The proxyholder has discretion under the accompanying form of proxy to consider such further and other business as may properly be brought before the Meeting or any adjournment thereof. Athabasca Securityholders who are planning on returning the accompanying form of proxy are encouraged to review the Circular carefully before submitting the proxy form.
If you are an unregistered holder of Athabasca Shares and receive these materials through your broker or through another intermediary, please complete the form of proxy or voting instruction form provided to you by your broker or other intermediary in accordance with the instructions provided therein.

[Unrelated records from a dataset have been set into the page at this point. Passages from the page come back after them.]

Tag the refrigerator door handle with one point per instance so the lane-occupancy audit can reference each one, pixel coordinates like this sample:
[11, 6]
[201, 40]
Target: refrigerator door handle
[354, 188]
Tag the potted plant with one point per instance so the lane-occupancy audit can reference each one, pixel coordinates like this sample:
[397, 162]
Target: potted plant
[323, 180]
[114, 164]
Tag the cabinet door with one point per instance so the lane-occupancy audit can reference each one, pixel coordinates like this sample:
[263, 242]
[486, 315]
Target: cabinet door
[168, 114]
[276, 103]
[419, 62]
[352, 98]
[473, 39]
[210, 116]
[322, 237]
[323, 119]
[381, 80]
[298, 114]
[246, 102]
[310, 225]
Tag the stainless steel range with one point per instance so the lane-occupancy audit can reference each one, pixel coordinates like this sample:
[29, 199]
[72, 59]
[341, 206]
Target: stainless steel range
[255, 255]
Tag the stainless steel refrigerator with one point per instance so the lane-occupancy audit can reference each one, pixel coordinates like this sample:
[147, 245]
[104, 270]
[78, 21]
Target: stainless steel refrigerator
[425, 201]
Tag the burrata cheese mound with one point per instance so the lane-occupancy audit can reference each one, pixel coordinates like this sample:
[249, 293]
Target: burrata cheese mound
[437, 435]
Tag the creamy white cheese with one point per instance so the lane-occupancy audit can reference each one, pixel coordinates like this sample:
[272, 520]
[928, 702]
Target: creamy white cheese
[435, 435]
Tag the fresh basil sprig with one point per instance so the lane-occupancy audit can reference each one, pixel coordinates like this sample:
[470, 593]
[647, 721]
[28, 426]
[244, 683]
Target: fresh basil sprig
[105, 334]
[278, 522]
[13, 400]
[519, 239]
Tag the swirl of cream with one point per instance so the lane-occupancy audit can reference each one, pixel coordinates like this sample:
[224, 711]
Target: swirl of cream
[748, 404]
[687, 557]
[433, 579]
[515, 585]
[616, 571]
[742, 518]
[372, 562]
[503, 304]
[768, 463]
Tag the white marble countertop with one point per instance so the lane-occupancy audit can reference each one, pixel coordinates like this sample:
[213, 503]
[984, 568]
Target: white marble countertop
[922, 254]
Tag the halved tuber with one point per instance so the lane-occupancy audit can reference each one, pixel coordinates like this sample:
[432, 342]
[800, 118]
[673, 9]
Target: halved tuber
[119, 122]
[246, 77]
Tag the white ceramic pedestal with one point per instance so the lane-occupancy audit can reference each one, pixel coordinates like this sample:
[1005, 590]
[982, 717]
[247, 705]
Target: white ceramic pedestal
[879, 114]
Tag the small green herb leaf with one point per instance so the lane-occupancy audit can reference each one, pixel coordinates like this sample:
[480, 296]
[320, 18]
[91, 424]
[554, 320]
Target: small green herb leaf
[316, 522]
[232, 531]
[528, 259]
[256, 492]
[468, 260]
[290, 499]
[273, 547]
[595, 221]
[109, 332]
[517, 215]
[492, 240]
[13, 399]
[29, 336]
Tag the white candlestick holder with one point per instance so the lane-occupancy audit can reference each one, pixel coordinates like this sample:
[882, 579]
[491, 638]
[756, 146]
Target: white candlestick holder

Pursuant to the Interim Order, registered holders of Athabasca Shares have the right to dissent with respect to the Arrangement and to be paid the fair value of their Athabasca Shares in accordance with the provisions of Section 191 of the ABCA, as modified by the Interim Order and the Arrangement . An Athabasca Shareholder’s right to dissent is more particularly described in the Circular and the Interim Order and the text of Section 191 of the ABCA, which are set forth in Appendices C and D, respectively, to the Circular. Failure to strictly comply with the requirements set forth in Section 191 of the ABCA, as modified by the Interim Order and the Arrangement, may result in the loss of any right of dissent. A dissenting Athabasca Shareholder must send to Athabasca a written objection to the Arrangement Resolution, which written objection must be received by Athabasca, c/o Fasken Martineau DuMoulin LLP, Suite 3100, 350 – 7[th] Avenue S.W. Calgary, Alberta T2P 3N9, Attention: Sarah Gingrich, by 4:00 p.m. (Calgary time) on October 27, 2023 (or 4:00 p.m. (Calgary time) on the business day that is five business days prior to the date of the Meeting if it is not held on November 3, 2023).
Persons who are beneficial owners of Athabasca Shares registered in the name of a broker, custodian, nominee or other intermediary who wish to dissent should be aware that only registered holders of Athabasca Shares are entitled to dissent. Accordingly, a beneficial owner of Athabasca Shares who desires to exercise the right of dissent must make arrangements for the Athabasca Shares beneficially owned by such holder to be registered in the holder’s name prior to the time written objection to the Arrangement Resolution is required to be received by the Corporation or, alternatively, make arrangements for the registered holder of such Athabasca Shares to dissent on the holder’s behalf.
DATED at the City of Calgary, in the Province of Alberta, this 4[th] day of October, 2023.
BY ORDER OF THE BOARD OF DIRECTORS OF ATHABASCA MINERALS INC.
(signed) “ Don Paulencu ” Don Paulencu Chairman of the Board and Member of the Special Committee Athabasca Minerals Inc.